Our mission: to build and support a productive and inclusive community of investigators who participate in Health Equity Research.
Our objective: to provide a source of information, mentoring, collaboration, and support for obtaining external funding.
Diversity: We acknowledge that academic medicine and science are part of a system that is inherently supportive of a single racial, religious, cis-gendered and male identified group, and that this has resulted
in centuries of discrimination, neglect, and harm to both those within and dependent on the work of our practitioners. We seek to help build diversity, equity and justice through:
Education of and engagement with our community about health inequity, systemic racism, and discrimination and the role played by academic medicine in these processes.
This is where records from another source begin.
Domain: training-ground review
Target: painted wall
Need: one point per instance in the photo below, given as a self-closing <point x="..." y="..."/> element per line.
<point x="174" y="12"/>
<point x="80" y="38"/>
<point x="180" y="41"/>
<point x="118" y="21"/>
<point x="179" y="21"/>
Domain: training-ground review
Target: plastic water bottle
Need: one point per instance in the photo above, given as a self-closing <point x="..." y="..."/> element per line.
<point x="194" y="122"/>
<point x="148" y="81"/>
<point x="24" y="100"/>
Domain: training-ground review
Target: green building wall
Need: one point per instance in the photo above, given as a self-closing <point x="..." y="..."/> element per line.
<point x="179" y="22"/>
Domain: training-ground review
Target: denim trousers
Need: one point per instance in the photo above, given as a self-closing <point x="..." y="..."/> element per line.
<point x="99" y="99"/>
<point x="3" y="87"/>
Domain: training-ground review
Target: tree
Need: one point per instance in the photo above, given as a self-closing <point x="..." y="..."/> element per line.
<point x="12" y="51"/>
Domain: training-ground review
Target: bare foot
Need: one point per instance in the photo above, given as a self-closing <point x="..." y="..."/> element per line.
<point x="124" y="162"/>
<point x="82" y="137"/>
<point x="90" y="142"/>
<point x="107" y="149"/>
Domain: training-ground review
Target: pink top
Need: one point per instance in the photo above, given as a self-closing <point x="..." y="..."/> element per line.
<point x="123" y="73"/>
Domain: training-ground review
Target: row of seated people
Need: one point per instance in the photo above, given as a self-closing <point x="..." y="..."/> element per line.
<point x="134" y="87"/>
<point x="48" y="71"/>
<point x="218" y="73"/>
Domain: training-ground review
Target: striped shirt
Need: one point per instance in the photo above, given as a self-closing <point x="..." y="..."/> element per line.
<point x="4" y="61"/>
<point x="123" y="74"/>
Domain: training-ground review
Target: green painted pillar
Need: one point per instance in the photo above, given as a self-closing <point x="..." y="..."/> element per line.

Increasing both the numbers and efficacy of diverse people doing this work.
Outward and inward diversity both in our daily work and in our relationship with the outside world
We recognize all elements of diversity within our community: race, ethnicity, country of origin, language-learning status, gender identity or expression, sexual orientation, economic and educational status, age, religion, or physical, cognitive and
emotional ability.
We are faculty and administrative staff who in 2020 saw a need for enhanced Health Equity Research in LCOM. The idea started with a phone call asking if we knew someone in the University community who could serve as a collaborator for junior
faculty in this area. Surveys and focus groups with potentially interested faculty were performed between 2020 and 2021 and analysis of that data suggested an increase in the infrastructure available to support this work. Although Health Equity
Research is not the primary focus of all our work, we strongly believe that support of this work in critical in building a more diverse, inclusive, and safe environment for our patients, trainees, staff, and faculty.